#Konsultasi Syariah. Inilah Hukum Mencoblos Calon Pemimpin Negara Yang Perlu Di Ketahui





Galeri Kitab Kuning. Pemimpin sebuah negara sangatlah penting untuk sebuah kemajuan negara itu sendiri, baik kemajuan dalam bidang ekonomi, sosial, keamanan atau pendidikan, kalau tidak ada pemimpinnya, sudah tentu rakyatnya akan bingung menentukan arah tujuan negaranya.

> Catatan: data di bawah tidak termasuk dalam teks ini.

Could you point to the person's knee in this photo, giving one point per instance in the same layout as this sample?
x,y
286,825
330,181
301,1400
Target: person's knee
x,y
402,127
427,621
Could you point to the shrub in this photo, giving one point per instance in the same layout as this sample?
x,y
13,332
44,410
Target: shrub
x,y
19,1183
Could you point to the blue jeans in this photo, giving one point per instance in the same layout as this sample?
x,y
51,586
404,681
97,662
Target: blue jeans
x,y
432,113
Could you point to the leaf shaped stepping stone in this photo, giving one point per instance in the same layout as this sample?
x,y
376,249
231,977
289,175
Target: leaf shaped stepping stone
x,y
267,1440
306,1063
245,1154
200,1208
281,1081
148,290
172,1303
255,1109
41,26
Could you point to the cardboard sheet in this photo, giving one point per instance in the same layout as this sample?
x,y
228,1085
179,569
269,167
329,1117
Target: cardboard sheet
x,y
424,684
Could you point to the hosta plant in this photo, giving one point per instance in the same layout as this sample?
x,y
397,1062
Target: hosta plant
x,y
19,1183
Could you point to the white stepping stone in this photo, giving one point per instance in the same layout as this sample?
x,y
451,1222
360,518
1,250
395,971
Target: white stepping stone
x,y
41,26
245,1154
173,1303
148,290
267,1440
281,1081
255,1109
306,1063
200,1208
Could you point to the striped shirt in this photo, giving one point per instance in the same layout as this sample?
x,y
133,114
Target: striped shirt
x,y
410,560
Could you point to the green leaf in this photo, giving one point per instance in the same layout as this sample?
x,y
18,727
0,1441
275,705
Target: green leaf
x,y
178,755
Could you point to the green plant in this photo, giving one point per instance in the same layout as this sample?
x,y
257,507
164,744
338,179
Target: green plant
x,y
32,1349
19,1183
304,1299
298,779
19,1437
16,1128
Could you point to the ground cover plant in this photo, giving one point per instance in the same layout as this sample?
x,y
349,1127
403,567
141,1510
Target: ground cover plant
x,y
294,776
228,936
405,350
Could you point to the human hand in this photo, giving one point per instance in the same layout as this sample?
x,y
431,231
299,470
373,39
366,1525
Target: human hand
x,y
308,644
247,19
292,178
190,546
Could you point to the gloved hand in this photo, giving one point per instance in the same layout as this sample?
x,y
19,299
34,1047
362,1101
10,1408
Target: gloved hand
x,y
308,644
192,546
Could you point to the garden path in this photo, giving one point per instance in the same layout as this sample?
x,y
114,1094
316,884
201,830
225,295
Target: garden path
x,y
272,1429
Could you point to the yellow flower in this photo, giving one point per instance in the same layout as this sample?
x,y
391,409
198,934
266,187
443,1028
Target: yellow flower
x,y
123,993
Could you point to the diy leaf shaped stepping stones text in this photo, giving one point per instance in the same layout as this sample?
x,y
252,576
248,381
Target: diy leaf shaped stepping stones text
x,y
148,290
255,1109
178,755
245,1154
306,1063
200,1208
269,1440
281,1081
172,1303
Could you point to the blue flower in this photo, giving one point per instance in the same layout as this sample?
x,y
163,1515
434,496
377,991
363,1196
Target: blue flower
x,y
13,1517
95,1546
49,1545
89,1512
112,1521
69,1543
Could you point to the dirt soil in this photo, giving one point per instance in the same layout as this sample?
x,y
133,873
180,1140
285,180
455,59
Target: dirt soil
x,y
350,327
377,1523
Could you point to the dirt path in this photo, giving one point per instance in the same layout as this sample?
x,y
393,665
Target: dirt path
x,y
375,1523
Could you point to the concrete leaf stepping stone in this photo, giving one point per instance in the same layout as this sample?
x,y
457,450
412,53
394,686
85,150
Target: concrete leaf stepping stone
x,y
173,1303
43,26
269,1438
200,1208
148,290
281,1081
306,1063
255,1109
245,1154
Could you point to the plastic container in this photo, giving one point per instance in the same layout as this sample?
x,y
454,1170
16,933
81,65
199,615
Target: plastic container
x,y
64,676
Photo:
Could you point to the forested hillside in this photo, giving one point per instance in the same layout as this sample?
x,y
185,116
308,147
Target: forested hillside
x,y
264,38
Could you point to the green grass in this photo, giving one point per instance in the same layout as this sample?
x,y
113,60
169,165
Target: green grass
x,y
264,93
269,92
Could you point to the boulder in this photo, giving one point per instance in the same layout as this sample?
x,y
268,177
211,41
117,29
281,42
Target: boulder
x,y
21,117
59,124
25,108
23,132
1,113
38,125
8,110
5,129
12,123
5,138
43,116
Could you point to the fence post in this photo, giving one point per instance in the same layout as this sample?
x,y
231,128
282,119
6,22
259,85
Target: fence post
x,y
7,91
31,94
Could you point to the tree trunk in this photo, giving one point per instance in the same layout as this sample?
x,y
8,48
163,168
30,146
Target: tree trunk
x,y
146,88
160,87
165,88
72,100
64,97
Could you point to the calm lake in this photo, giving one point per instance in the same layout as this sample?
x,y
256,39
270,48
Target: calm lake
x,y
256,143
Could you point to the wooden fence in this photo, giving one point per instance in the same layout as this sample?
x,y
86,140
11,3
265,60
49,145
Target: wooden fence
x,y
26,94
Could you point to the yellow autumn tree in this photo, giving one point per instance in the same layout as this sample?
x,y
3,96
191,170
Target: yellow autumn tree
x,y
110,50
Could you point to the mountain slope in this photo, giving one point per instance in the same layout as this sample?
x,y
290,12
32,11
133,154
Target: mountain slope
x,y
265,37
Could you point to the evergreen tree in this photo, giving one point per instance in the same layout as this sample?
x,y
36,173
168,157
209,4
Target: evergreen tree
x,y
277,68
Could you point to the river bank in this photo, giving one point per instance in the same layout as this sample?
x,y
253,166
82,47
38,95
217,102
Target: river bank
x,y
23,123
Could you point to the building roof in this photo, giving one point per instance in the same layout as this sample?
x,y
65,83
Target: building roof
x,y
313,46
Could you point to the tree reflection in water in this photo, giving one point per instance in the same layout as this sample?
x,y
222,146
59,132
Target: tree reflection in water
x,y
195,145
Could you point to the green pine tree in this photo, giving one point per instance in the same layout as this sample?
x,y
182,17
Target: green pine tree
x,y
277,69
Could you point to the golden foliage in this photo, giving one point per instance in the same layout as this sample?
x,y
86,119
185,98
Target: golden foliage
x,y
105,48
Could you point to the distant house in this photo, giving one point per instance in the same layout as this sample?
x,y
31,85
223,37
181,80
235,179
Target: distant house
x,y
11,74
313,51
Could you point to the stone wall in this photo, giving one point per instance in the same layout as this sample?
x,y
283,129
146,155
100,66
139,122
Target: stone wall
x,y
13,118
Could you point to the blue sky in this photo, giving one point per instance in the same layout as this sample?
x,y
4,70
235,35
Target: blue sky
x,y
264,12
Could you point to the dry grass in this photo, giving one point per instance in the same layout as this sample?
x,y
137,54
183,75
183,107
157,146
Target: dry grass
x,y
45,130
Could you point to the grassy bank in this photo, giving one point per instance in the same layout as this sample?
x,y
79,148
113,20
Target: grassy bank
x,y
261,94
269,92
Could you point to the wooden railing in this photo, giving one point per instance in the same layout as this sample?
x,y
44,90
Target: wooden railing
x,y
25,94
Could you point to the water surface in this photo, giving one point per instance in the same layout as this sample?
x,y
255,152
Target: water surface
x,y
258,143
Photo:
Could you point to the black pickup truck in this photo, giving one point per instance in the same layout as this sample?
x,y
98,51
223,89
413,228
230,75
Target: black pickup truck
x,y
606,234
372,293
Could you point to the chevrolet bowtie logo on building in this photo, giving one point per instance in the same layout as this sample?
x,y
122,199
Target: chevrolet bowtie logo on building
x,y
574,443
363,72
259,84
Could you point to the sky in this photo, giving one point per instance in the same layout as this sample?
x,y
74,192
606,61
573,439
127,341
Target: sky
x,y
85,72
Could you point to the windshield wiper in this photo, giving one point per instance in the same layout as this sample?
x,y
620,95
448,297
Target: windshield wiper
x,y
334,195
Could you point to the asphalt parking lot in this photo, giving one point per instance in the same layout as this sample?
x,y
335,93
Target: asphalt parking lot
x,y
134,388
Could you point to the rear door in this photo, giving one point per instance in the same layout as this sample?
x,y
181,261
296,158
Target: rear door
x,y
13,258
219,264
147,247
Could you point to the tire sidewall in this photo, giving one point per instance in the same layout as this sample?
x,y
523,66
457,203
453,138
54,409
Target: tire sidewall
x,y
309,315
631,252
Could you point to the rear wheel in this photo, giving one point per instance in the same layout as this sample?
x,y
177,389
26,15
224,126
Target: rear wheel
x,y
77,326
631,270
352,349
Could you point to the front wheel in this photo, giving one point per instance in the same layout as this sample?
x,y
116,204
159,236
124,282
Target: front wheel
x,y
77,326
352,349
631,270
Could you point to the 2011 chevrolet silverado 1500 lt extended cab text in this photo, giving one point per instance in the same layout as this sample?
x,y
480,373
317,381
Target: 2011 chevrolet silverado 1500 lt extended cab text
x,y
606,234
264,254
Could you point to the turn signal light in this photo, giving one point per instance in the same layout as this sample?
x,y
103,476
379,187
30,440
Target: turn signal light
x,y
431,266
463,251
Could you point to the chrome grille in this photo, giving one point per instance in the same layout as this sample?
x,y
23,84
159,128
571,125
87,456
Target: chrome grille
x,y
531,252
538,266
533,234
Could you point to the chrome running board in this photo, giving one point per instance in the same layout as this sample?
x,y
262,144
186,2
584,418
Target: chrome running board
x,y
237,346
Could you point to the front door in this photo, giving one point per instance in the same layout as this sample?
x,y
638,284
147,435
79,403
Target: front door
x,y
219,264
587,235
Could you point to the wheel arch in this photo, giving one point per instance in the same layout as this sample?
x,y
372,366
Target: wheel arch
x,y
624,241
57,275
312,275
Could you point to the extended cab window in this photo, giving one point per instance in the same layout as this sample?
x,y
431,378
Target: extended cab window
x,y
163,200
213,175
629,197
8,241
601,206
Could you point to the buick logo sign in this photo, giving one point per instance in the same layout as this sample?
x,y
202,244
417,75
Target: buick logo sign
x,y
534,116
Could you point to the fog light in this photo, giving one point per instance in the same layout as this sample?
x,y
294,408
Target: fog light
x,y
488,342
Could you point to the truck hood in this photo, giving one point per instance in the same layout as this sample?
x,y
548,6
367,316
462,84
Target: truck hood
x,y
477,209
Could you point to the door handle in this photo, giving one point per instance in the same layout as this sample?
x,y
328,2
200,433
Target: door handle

Lalu, bagaimana pandangan islam terkait memilih atau mencoblos calon pemimpin yang sudah di tentukan oleh pemerintah, dan bagaimana tindakan kita, jika pemimpin yang kita pilih berbuat sewenang-wenang?

Ulama ahlus sunnah wal jamaah memperbolehkan memilih atau mencoblos dengan beberapa syarat yang harus di penuhi.


Baca Juga:  Bersalaman Saat Lebaran, Ternyata Ada Rahasia Besar


Pertama calon pemimpin harus cerdas, terutama dalam bidang keagamaan serta memiliki visi misi yang bagus untuk memajukan negara ini terutama dalam bidang keagamaan.

Yang Kedua orang yang memilih harus orang-orang yang berilmu, syarat yang kedua ini sudah terpenuhi, bahwa calon pemimpin sudah di pilih oleh pemerintah pusat serta telah melewati berbagai tahap untuk mencalonkan diri sebagai pemimpin, seperti adu strategi dan debat ilmiah.

Selain pandangan ulama ternyata Mufti Arab Saudi mewajibkan memilih atau mencoblos pemimpin yang sudah di lihat tanda-tanda kebaikan pada dirinya, serta ada rasa tanggung jawab yang besar untuk memajukan dan mensejahterahkan negara yang di pimpin.

Alasan beliau mewajibkan mencoblos itu karena  sudah tahu tanda-tanda kebaikannya dan  di khawatirkan, jika tidak memilih justru  kepemimpinan negara akan di rebut oleh orang yang tidak beragama dan tidak berpendidikan.

Nah, bagaimana jika ada pemimpin lalu berbuat sewenang-wenang sehingga menyengsarakan rakyatnya, apakah boleh bagi rakyat menurunkan jabatannya?

Dalam Hadist Nabi telah di singgung terkait pemimpin yang tidak patuh dan taat kepada perintah Allah Swt dan Sunnah Rasul, Namun, kita tetap di anjurkan untuk taat terhada kebijakannya, selama kebijakan itu tidak berupa larangan untuk shalat dan membayar zakat.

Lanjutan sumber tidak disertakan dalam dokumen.